Survey respondents were also asked what blessing they might offer an LGBTQ+ couple. Fr. Kenneth McIntosh, an author on Celtic spirituality which strongly emphasizes blessings, suggested these words:
“May the delight and presence of God your Maker, Redeemer, and Guide be upon each moment and each element of your life together. May you love one another as Christ has loved you. May you forgive one another as needed, uphold one another in hardship, and may you bless together any children you may have, and all within your circle of influence. Your love for one another is holy, and pleasing to God, and honorable for all. May the Living One smile upon you both and grant you peace.”

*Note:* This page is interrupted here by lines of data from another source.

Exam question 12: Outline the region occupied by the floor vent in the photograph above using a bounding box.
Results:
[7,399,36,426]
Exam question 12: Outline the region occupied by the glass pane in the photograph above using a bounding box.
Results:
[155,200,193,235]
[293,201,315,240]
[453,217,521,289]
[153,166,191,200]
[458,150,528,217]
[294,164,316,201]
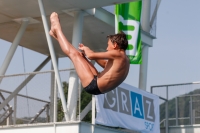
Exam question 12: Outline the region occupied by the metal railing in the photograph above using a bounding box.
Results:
[151,82,200,131]
[0,69,95,125]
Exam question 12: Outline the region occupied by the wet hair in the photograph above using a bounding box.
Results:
[107,31,128,50]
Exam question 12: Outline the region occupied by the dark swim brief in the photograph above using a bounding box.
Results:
[84,76,102,95]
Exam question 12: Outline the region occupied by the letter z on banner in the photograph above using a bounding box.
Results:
[96,83,160,133]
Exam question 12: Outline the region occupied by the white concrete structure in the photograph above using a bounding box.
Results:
[0,0,159,133]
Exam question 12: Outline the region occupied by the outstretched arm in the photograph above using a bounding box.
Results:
[78,44,119,60]
[79,44,107,68]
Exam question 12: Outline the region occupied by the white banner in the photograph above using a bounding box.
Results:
[96,83,160,133]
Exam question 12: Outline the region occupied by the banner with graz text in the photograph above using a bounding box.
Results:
[115,1,142,64]
[95,83,160,133]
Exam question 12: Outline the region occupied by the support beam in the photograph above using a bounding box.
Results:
[139,0,151,90]
[0,18,29,78]
[38,0,69,121]
[67,11,83,121]
[0,56,50,111]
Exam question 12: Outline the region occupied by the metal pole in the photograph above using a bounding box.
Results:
[13,96,17,125]
[67,11,83,121]
[139,0,151,90]
[50,63,55,122]
[0,18,29,78]
[53,74,58,122]
[190,96,193,125]
[0,56,50,111]
[165,86,169,133]
[38,0,69,121]
[175,97,178,126]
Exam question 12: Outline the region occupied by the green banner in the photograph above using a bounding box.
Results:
[115,1,142,64]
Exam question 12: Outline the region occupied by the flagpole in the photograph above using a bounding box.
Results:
[139,0,151,90]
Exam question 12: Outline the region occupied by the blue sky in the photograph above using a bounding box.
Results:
[0,0,200,91]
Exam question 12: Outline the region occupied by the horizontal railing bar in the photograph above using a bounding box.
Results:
[0,89,49,103]
[0,68,75,79]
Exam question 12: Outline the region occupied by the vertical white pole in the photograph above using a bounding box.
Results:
[0,18,29,77]
[38,0,69,121]
[67,11,83,121]
[139,0,151,90]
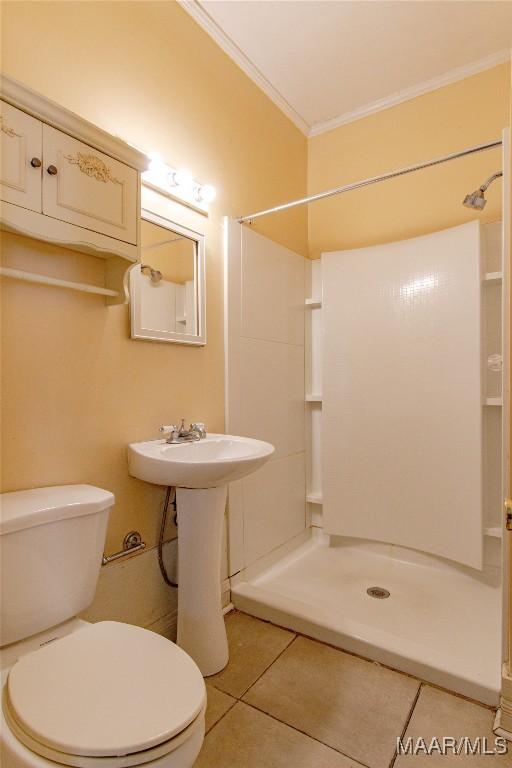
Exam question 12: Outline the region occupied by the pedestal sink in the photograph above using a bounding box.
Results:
[128,434,274,675]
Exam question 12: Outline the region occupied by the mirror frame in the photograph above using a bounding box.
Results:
[129,208,206,346]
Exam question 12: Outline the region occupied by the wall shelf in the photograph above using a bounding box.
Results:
[484,525,502,539]
[485,397,503,406]
[484,272,503,285]
[0,267,120,298]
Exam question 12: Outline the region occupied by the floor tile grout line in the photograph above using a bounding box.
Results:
[389,681,424,768]
[239,630,298,701]
[235,608,497,712]
[238,700,371,768]
[203,688,239,741]
[209,625,298,701]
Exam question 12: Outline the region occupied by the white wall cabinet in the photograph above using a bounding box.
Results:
[42,125,138,245]
[0,102,43,212]
[0,75,148,303]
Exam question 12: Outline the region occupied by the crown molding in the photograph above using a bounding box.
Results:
[178,0,310,136]
[308,49,511,136]
[178,0,511,137]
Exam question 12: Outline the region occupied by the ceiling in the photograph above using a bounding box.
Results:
[180,0,512,135]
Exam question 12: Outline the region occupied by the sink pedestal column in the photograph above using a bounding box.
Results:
[176,485,229,675]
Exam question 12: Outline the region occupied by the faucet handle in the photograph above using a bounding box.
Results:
[190,421,206,438]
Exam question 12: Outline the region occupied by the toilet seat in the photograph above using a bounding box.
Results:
[2,622,206,768]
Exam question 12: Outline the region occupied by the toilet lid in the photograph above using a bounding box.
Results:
[4,621,206,757]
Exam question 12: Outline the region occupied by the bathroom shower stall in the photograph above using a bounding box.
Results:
[225,130,509,705]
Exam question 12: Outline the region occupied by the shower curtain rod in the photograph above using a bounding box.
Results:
[238,139,503,224]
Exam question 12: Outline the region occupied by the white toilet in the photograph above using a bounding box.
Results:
[0,485,206,768]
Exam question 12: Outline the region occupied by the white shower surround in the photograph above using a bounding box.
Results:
[322,221,483,569]
[226,222,508,705]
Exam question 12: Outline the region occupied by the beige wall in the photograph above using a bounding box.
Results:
[2,2,307,551]
[308,64,510,258]
[2,2,510,568]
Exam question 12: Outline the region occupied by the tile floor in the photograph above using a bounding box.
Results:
[194,612,512,768]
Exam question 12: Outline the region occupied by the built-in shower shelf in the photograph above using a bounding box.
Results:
[484,525,502,539]
[484,272,503,285]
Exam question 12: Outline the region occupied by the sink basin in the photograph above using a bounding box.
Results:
[128,434,274,488]
[128,435,274,676]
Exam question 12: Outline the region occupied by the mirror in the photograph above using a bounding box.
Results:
[130,209,206,344]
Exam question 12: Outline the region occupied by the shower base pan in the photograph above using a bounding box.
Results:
[231,529,502,706]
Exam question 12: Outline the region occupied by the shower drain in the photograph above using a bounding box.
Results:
[366,587,391,600]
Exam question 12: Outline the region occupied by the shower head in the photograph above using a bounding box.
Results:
[462,171,503,211]
[140,264,162,283]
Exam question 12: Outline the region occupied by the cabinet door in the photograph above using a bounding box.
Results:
[43,125,138,244]
[0,101,43,213]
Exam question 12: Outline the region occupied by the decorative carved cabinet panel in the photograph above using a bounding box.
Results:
[0,75,148,304]
[43,125,138,244]
[0,102,43,212]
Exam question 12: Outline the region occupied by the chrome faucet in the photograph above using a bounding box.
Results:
[159,419,206,445]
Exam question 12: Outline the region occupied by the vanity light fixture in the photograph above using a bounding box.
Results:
[142,152,217,215]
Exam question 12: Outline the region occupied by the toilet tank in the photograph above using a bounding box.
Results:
[0,485,114,646]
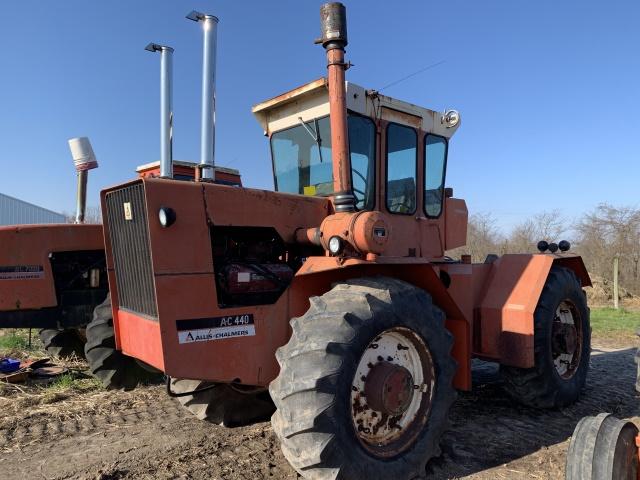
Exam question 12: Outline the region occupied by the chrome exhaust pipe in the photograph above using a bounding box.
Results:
[145,43,173,178]
[69,137,98,223]
[187,10,218,179]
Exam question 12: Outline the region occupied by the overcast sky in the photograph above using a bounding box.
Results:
[0,0,640,232]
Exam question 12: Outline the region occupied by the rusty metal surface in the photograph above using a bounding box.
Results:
[351,327,436,457]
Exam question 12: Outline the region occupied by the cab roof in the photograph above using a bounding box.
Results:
[251,77,460,138]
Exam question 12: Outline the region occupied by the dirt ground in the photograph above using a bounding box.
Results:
[0,343,640,480]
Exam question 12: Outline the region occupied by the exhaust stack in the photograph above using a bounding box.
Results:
[187,10,218,179]
[69,137,98,223]
[316,2,356,212]
[145,43,173,178]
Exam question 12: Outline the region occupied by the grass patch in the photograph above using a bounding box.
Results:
[0,329,29,350]
[591,308,640,338]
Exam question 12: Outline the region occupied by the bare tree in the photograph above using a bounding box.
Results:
[504,210,567,253]
[575,203,640,293]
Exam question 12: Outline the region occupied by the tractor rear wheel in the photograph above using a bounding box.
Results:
[39,328,84,358]
[84,297,158,390]
[500,267,591,408]
[171,378,275,427]
[565,413,639,480]
[269,277,456,480]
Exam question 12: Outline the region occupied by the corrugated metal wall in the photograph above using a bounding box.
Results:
[0,193,66,225]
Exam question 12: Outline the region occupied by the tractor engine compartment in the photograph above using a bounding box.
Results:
[211,226,303,307]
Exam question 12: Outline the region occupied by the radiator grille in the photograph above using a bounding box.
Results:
[106,183,158,318]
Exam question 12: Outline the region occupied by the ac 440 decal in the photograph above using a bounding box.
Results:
[176,313,256,343]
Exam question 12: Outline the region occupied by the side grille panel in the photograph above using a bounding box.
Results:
[106,183,158,318]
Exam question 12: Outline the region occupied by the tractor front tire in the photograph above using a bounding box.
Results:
[171,378,275,427]
[84,297,158,390]
[269,277,456,480]
[39,328,84,358]
[500,267,591,408]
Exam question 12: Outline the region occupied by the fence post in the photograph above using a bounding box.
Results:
[613,255,620,310]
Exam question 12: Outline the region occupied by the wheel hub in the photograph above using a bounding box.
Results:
[364,362,413,416]
[553,322,578,355]
[351,327,436,457]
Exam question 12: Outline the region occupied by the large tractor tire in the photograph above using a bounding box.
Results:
[84,297,159,390]
[269,277,456,480]
[40,328,84,358]
[500,267,591,408]
[565,413,639,480]
[171,378,275,427]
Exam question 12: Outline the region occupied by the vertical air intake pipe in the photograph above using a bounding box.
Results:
[145,43,173,178]
[317,2,355,212]
[187,11,218,179]
[69,137,98,223]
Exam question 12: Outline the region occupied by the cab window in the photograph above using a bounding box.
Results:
[271,115,376,210]
[386,123,418,215]
[424,135,447,218]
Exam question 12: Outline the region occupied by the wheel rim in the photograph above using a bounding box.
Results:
[551,300,582,379]
[351,327,436,457]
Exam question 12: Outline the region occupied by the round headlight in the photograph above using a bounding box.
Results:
[329,235,343,255]
[158,207,176,228]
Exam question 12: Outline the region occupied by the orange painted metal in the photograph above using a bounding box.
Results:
[102,76,590,398]
[118,310,164,370]
[474,254,591,368]
[103,171,588,389]
[103,179,471,388]
[0,224,104,311]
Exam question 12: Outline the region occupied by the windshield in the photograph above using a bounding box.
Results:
[271,115,376,210]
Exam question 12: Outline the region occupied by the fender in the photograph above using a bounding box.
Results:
[473,253,591,368]
[289,257,472,390]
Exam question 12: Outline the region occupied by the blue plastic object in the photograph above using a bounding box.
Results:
[0,358,20,373]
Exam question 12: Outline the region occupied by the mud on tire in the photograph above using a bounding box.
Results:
[500,267,591,408]
[39,328,84,358]
[171,378,275,427]
[84,297,159,390]
[269,277,456,480]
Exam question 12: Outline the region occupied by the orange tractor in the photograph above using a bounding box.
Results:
[0,137,108,356]
[101,3,590,479]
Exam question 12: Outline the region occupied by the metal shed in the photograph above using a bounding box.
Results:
[0,193,67,225]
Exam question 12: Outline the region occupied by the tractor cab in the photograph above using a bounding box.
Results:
[253,78,467,259]
[253,78,459,218]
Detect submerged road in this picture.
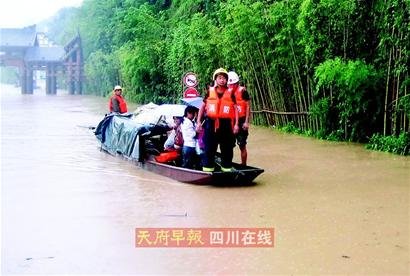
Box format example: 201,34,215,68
1,85,410,275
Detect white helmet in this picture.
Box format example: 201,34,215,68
228,71,239,84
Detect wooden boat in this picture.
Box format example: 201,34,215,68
95,110,264,186
140,155,263,186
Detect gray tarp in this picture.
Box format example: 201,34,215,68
95,114,169,161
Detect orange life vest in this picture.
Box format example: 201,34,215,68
108,95,128,113
233,86,249,118
205,87,235,119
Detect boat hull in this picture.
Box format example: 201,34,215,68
141,157,263,186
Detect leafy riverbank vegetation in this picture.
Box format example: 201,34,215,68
46,0,410,154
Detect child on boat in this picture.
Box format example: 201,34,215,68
181,106,198,169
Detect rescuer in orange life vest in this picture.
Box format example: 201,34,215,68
196,68,239,172
228,71,251,166
108,85,128,113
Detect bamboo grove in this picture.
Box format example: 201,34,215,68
49,0,410,150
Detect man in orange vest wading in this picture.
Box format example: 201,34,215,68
108,85,128,113
228,71,251,166
196,68,239,172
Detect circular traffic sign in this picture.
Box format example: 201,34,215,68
182,72,198,87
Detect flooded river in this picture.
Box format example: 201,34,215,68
1,85,410,275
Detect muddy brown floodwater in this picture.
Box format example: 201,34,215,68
1,85,410,275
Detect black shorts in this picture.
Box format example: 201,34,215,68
235,118,249,148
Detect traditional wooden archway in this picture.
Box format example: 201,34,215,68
0,25,84,94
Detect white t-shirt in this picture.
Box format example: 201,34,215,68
181,117,197,148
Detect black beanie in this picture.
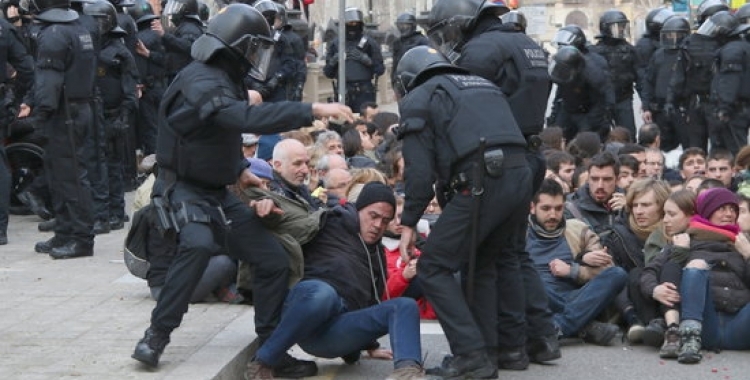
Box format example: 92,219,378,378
355,181,396,211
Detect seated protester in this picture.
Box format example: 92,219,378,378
244,183,432,380
670,188,750,363
382,196,437,319
640,189,695,359
526,178,628,345
602,178,671,344
617,154,640,191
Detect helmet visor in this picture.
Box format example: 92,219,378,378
548,60,578,84
232,34,274,82
607,21,630,40
552,30,579,47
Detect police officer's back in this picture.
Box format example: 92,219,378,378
323,8,385,110
391,12,430,89
23,0,96,258
397,46,532,378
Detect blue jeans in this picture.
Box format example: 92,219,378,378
255,280,422,367
680,268,750,350
545,267,628,336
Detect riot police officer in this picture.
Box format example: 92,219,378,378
592,9,642,136
641,16,690,152
635,8,674,78
127,0,167,155
22,0,96,258
391,12,430,89
667,0,729,150
132,4,352,376
696,11,750,156
397,46,532,379
159,0,203,82
323,8,385,110
0,12,34,245
83,0,138,230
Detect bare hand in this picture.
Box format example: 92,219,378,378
549,259,570,277
401,259,417,280
652,282,680,307
583,247,612,268
151,19,164,37
312,103,354,123
367,348,393,360
18,103,31,118
250,199,284,218
672,233,690,248
398,226,417,263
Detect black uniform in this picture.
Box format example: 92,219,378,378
399,70,532,355
151,59,320,339
391,30,430,87
134,20,167,155
323,35,385,112
667,33,719,150
31,21,96,257
0,19,34,245
592,37,641,136
456,16,555,350
709,37,750,156
161,18,203,81
641,48,689,152
96,32,138,228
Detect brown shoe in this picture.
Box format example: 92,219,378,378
245,360,273,380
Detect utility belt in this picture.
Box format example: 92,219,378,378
446,146,528,193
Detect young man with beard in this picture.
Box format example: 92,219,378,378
526,179,628,346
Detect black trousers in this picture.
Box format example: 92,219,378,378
43,103,94,244
151,181,289,340
417,166,532,355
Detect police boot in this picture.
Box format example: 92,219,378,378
16,190,52,220
49,240,94,259
130,327,169,367
34,235,65,253
426,350,497,380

—Robert Shine (he/him), New Ways Ministry, July 26, 2024




Fr. McIntosh’s blessing prayer is eloquent, gentle, loving, and compassionate…I hope it will be used to bless ANY and ALL couples who desire it!
Two things to consider here : marriage requires a license from a state (in the U.S.) to certify legitimacy and secondly, a religious entity which itself practices celibacy and forbids marriage amongst its clergy is telling everyone else what to do.